電波大戦の感想

電車男」を意識したのか文章が横書きになり、更に対談なのに台詞に顔文字を多用するという掟破りの構成になっていてちょっとびびった。
しろはたの文章のノリをそのまんま本にしたのだろう。一人称が「俺」じゃなくて「オリ」だし。
 
電波祭、電波姉妹祭などで竹熊先生、滝本きゅん、倉田先生の三人は実際に見たことがあるので文章を読んでいると脳内で声が再生される。
特に滝本きゅんは、読んでいるとあの淡々とした喋りが脳裏をよぎり、緊張感が増す。
 
この本のハイライトは滝本きゅんと倉田先生の項だろう。
滝本きゅんは現実彼女と付き合っているせいでどんどん精神的に追い詰められて小説が書けず、倉田先生は可処分所得をDVDに注ぎ込むライフスタイルによって護身完成しアニメの脚本をバリバリ書いている。

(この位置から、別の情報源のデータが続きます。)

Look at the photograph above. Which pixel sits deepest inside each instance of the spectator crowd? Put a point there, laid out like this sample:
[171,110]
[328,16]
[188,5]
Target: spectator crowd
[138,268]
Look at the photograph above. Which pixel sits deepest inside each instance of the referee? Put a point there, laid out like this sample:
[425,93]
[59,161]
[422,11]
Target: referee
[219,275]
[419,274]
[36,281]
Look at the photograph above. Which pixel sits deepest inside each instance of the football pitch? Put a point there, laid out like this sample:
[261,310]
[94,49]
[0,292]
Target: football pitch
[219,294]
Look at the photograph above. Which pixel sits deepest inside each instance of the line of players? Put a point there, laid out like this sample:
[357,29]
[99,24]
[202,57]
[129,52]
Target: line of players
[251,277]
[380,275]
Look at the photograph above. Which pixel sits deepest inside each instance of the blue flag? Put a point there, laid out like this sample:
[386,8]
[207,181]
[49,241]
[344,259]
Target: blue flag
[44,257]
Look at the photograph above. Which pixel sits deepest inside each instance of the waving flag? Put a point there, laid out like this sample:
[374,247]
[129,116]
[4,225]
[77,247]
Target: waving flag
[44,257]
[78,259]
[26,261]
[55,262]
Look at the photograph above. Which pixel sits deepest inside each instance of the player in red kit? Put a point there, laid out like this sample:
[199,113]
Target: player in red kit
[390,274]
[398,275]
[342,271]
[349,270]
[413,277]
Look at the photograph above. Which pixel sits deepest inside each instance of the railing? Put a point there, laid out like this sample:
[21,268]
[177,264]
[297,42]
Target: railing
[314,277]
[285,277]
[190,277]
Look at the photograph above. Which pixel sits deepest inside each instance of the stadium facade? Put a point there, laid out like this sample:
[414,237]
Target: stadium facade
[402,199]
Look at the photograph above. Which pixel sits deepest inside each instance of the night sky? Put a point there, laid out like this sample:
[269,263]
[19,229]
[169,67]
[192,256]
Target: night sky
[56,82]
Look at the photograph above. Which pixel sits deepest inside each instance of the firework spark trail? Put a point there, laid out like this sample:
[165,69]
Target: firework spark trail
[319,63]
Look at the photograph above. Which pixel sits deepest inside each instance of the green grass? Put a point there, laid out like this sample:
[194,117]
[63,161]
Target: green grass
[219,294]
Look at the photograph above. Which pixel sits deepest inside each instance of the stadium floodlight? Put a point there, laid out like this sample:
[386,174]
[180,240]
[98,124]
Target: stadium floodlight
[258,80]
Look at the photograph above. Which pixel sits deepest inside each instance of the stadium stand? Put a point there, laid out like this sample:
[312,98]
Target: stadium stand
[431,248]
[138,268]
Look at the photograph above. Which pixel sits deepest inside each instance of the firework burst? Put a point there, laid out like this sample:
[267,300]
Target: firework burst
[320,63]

これを読むと、本当に、オタク系の創作家は恋愛をいかに遠ざけるかが生命線なのかもしれない、と思ってしまう。
僕の経験を鑑みても、割と信憑性を感じる。
とはいえ、そういった「ある種のオタク系クリエイター」にとっても、必ずしも現実彼女の存在が創作活動の妨げになるとは限らないのではないか? という疑問もある。

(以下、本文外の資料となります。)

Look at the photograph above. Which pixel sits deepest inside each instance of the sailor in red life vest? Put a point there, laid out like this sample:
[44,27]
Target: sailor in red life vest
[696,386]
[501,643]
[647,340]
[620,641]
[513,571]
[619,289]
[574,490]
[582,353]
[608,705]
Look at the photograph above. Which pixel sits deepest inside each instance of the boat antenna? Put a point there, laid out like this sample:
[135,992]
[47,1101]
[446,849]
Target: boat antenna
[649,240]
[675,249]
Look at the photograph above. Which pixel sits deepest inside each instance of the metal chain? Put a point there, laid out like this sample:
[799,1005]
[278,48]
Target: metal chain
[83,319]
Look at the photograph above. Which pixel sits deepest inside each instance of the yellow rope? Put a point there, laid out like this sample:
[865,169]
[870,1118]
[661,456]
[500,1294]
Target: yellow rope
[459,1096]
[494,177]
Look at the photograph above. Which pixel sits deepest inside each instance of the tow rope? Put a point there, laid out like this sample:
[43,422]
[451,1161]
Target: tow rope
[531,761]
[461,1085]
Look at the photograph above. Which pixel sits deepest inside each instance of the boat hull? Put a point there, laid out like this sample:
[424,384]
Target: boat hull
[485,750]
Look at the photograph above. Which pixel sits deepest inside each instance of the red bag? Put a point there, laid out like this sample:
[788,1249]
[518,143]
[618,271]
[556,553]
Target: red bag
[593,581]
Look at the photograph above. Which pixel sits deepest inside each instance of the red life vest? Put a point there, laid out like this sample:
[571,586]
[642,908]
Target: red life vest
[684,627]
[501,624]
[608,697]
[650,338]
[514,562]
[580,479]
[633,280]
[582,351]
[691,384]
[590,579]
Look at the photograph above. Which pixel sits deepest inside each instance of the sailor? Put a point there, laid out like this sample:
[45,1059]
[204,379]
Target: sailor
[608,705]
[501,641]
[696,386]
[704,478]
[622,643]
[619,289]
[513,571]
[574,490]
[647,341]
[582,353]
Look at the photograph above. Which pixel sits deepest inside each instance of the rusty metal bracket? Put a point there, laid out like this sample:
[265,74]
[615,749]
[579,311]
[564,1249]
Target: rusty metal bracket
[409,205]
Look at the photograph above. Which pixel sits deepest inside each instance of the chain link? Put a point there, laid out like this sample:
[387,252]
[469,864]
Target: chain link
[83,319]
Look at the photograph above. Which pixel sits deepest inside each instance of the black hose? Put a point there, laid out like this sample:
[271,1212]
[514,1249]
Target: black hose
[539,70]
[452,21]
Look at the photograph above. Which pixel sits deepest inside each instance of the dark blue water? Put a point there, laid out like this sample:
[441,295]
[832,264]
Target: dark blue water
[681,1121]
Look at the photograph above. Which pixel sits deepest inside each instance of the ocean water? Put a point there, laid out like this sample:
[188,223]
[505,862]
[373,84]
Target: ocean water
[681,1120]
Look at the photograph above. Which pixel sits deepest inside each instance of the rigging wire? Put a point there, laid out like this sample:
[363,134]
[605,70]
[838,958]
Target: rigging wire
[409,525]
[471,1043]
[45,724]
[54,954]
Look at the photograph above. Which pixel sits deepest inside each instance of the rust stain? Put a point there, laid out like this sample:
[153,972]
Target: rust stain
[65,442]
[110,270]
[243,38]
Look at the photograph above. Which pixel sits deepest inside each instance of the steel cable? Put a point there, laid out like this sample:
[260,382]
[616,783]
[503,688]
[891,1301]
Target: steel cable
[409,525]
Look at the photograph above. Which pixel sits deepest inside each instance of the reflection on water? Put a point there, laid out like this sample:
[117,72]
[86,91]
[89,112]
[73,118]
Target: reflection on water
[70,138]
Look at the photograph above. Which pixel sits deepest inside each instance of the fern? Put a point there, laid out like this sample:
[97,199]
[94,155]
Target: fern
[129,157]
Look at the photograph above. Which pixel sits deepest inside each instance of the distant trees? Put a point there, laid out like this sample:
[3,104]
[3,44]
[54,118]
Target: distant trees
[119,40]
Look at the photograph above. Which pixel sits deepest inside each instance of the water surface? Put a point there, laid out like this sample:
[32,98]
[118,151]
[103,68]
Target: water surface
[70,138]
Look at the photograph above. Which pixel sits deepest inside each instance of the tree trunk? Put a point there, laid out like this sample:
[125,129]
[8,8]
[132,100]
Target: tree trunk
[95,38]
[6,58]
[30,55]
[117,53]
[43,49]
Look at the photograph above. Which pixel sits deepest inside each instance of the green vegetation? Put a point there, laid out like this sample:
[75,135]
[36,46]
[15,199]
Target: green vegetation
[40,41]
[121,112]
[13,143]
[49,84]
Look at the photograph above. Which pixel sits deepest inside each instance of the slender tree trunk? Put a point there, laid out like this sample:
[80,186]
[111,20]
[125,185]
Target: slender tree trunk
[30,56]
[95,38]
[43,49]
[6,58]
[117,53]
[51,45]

本の中に出てくる現実彼女の例が、「電波入ってる奴」と「凄い強欲な奴」の二種類しかいないので、「そこそこ性格のいい人」だってそれなりに世間に存在するんじゃないか? と思う。実際僕の周りにだって、そこそこ性格のいい女性は複数存在する。「そこそこ」というのは自分で書いててよくわからない基準だが、要はマンガやアニメのヒロインほど非現実的な善良さは持っていないものの、こちらが誠意をもって臨めば、誠意をもって応えてくれるくらい善良な人ということだ。別に付き合っても高額な貢物を要求するわけでもないし、精神的な過度の不安定さをもっているわけでもない。そういう女性と付き合えば、この本で語られているような危機的状況は訪れないのではないだろうか?
……いや、現実彼女の存在が邪魔になるくらいでないとオタク系クリエイターとしての素質に恵まれているとは言えないのだ! ということなのかもしれない。
僕のような凡人には、達人の戦いは難しすぎるッ!(バキの解説風に)
 
徹夜明けに書いているのでわけがわかりませんな。